これまで、不動産(土地・建物)や中古動産(自動車・機械)などの特定物の売買については、その物自体を売却するという契約なのだから、その物自体を引き渡せば売主の責任は果たしたことになるが(いわゆる特定物ドグマ)、ただ、目的物に隠れた瑕疵(=通常有すべき品質・性能を欠くことがある)ときに売主に何も責任追及できないとすると買主に酷なので、瑕疵担保責任という責任を法律が特別に認めたのだ(法定責任説)と解されていたのです。
それに対し、改正民法では、いえいえ特定物であろうが、不特定物であろうが、売買の当事者は、その合意した一定の品質・性能を有する目的物を売買の対象にすることを意図していたのであるから、その意図した目的物が引き渡されなかったのであれば、契約上の責任が発生するのだ(契約責任説)という立場に立っています。つまり、瑕疵担保責任といっても、それは債務不履行責任と同じだというのです。
そこから、
1.これまでは「隠れた」瑕疵しか責任追及できなかったが、改正民法では、隠れていたか否かにかかわらず、目的物が契約に不適合なものであれば、債務の履行が行われたとは言えないので、売主に対して責任を追及できる。
2.これまでは、瑕疵担保責任は法定責任という前提があったため、そこにおける損害賠償は信頼利益(現実に発生した損害)のみが対象になると考えられていたが、改正民法では、通常の債務不履行と異ならないから、逸失利益(得べかりし利益)も対象になる。
などの違いが導かれるのです。

そして、ここが重要な点なのですが、「瑕疵」という用語は、国民一般からは理解しにくい用語ですし、従来から判例上「瑕疵」は「契約の内容に適合しないこと」と解釈されていたところ(最判平成22.6.1、最判平成25.3.22)、「瑕疵」という用語では、当事者が目的物上のキズを問題にしていなくとも客観的にキズがあれば売主に責任が発生するなどいう誤解を招くおそれもあるので、積極的に使わないとの決断がなされ、民法典からは一掃されてしまったのです(「一問一答 民法(債権関係)改正」(275頁)参照)。

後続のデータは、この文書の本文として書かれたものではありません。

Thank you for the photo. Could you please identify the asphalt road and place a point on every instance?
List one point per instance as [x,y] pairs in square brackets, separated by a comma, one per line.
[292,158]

ですから、上記の条文で、「本件物件に下記(1)ないし(4)の瑕疵があるなど」とか、「当該瑕疵の修補等、履行の追完を催告し」とか「前記瑕疵を発見したとき」とか、「瑕疵」という用語を使うのは、民法改正の趣旨をよくわかっていないと言わざるを得ないと思うのです。私としては「欠陥」とか「不適合」とかもっと現代的な言い回しにした方がいいと思います。

とうわけで、上記の法友全期会の本については、どうして多くの弁護士が関与しながら、このような記載がのこってしまったのか不思議に思います。
ただ、いずれにしても、改正民法は2020年4月1日から施行されますので、クライアントの皆様にとっては、契約書式の見直しが急務になりますね。